А вот мальчик, полив отсилы половину, побросал в сердцах ведра и отбыл в город на электричке. Больше Асю он не беспокоил.
Тетка, оперевшись на огромный бак с водой, все это время благополучно стоявший на участке, только криво улыбнулась и сказала:
- То-то же.
Ковальский, услышав историю об изгнании влюбленного пацана, снова вздохнул:
- Не меняются методы у Лены.
- А тетка – она тоже оттуда? – задала вдруг очень серьезный вопрос Ася.
Вспомнились ей теткины оговорки – про детство в лесу и церковно-приходскую школу, которой в советском союзе семидесятых годов быть не могло уж точно. Тогда она понять этого не могла, но теперь подозревала неладное.
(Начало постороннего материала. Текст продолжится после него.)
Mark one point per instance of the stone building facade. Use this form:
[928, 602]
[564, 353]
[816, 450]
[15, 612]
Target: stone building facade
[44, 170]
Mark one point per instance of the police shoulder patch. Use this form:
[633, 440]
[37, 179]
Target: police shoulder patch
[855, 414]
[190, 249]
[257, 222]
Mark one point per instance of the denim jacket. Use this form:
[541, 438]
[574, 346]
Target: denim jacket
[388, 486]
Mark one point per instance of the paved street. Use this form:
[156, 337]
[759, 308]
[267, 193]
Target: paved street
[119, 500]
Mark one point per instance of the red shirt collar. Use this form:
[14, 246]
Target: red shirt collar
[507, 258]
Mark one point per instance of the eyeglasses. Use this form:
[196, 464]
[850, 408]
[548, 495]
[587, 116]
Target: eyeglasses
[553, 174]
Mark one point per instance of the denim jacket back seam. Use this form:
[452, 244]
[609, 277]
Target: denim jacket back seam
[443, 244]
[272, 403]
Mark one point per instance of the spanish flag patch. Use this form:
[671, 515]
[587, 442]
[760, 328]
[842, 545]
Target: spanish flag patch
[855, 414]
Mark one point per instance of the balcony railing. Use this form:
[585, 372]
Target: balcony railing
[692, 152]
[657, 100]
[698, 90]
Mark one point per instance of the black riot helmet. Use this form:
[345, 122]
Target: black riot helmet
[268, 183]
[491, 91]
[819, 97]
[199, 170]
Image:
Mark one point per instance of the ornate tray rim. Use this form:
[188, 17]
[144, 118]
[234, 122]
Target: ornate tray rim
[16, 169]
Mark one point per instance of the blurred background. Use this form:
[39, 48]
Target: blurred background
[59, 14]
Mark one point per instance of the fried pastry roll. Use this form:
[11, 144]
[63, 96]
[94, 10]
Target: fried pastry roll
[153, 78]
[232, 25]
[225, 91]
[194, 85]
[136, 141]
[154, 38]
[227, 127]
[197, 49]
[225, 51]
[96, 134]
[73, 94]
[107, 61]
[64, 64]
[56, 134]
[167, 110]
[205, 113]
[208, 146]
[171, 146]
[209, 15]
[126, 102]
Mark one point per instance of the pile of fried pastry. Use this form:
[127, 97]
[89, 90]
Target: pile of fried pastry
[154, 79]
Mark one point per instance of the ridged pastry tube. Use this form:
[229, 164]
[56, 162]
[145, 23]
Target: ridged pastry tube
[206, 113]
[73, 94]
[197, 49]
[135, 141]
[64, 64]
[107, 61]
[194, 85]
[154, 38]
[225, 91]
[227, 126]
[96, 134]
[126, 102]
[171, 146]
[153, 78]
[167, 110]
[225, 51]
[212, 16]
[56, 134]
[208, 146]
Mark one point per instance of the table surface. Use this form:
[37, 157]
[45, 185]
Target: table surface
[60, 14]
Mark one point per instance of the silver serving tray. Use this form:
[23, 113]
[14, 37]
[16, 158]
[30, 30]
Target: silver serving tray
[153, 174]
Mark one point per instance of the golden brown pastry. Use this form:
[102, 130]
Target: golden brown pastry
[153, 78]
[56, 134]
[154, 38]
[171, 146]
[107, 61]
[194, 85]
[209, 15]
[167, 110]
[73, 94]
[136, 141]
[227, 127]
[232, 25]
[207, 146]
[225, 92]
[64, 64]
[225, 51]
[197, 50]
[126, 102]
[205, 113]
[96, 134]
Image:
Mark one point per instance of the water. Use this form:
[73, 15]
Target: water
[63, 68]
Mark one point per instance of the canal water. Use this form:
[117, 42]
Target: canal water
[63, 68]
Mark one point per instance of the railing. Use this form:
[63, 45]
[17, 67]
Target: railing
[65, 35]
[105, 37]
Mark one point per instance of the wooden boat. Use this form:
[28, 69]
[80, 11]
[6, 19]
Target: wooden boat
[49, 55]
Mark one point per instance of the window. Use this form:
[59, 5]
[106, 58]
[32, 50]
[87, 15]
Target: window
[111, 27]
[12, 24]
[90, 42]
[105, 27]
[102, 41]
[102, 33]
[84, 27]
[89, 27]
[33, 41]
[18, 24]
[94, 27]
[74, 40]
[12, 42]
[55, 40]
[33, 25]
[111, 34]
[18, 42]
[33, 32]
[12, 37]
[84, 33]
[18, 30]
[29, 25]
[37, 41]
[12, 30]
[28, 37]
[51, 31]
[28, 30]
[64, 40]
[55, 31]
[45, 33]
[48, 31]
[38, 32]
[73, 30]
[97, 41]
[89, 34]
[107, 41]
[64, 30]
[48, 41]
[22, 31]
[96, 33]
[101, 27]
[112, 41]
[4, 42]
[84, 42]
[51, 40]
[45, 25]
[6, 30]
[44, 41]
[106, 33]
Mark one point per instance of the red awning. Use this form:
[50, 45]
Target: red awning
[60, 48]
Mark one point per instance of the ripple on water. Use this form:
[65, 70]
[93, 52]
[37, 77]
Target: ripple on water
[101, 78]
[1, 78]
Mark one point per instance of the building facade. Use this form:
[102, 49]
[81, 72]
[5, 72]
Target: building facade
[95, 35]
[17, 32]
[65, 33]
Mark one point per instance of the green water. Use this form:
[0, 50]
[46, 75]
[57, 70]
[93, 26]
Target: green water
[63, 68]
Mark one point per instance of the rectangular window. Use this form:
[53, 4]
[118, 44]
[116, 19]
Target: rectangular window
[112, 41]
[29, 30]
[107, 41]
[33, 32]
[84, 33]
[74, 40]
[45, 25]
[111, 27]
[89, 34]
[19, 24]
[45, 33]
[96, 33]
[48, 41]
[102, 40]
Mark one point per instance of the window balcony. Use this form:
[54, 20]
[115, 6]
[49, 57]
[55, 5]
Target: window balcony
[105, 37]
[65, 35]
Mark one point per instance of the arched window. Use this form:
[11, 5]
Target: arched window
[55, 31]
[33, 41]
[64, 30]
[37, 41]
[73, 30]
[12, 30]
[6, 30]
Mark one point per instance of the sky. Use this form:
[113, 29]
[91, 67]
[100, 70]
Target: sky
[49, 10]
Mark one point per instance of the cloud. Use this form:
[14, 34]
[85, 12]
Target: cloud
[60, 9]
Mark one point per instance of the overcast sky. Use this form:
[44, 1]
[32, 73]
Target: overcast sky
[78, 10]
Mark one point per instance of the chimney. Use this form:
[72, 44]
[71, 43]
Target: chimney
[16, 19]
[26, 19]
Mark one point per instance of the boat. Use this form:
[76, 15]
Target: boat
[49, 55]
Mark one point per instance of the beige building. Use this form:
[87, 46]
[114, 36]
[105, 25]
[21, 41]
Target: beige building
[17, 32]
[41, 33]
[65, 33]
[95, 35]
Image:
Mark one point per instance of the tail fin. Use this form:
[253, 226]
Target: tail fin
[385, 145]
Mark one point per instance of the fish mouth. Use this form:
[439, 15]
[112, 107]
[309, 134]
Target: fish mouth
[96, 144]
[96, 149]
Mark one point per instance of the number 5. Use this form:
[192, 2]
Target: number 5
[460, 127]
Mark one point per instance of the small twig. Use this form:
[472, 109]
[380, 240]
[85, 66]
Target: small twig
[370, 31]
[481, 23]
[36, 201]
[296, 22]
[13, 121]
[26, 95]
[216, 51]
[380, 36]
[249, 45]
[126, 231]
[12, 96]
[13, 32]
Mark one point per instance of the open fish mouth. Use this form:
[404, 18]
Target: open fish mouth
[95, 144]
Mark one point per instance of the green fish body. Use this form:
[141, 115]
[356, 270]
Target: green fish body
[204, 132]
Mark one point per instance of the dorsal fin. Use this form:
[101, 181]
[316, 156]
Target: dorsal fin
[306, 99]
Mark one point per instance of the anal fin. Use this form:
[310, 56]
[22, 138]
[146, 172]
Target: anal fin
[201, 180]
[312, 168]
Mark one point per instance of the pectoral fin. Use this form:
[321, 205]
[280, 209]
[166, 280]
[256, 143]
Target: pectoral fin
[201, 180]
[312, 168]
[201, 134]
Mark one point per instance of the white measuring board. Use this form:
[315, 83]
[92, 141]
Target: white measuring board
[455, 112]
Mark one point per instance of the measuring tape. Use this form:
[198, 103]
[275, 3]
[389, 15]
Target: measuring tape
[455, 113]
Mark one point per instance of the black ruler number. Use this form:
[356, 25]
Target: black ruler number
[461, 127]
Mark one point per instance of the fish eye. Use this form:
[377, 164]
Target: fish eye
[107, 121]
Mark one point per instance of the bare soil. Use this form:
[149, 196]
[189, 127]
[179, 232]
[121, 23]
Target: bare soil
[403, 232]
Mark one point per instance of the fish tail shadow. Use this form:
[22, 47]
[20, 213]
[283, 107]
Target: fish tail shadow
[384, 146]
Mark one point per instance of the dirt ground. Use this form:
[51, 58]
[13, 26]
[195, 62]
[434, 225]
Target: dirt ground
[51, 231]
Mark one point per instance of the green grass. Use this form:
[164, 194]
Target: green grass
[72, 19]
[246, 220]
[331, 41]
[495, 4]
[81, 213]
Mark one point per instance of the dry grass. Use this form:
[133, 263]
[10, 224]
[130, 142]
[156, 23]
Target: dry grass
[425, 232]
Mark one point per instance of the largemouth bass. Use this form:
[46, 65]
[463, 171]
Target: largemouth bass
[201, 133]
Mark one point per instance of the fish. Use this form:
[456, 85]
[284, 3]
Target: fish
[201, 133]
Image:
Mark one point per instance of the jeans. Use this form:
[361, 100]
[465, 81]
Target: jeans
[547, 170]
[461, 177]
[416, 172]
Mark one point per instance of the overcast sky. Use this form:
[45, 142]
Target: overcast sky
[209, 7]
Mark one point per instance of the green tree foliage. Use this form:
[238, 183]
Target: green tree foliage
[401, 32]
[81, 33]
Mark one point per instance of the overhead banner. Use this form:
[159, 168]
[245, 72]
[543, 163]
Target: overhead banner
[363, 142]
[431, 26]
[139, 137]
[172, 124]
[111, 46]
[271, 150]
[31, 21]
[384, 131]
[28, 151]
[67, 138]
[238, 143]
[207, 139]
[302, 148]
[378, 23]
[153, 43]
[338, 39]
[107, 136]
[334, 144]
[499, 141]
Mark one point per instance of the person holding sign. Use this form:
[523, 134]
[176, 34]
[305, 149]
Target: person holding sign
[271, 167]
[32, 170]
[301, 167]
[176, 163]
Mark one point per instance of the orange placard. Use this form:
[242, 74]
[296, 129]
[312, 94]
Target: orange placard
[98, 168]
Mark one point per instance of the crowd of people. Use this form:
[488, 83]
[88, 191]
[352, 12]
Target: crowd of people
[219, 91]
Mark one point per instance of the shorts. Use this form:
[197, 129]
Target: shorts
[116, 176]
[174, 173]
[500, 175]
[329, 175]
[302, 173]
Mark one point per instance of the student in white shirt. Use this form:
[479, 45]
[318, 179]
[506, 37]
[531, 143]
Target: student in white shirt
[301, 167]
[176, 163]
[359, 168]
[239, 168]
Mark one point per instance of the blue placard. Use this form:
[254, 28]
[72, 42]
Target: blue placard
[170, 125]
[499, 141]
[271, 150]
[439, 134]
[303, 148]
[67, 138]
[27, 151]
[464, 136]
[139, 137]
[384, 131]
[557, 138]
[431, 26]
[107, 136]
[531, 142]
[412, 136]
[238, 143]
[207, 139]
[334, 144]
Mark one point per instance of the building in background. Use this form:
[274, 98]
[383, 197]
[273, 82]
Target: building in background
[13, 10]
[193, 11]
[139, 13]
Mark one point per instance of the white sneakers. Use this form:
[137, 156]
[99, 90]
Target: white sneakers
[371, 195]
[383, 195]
- Возможно, - покачал головой Максим. – Мы все, как ты выражаешься, «оттуда», только не помним этого. Вот Ян, например. Он совсем другой стал.
- Культурным человеком был?
- Вот как раз бандитом, самым настоящим. Еще похуже нынешнего. Но у него еще классическое образование имелось.
- Этот Ян, между прочим, окончил «политех», - вспомнила Ася. – Хоть по нему и не скажешь. По какой-то очень сложной специальности. Но бить морды, кататься на джипе и материться ему нравится явно больше.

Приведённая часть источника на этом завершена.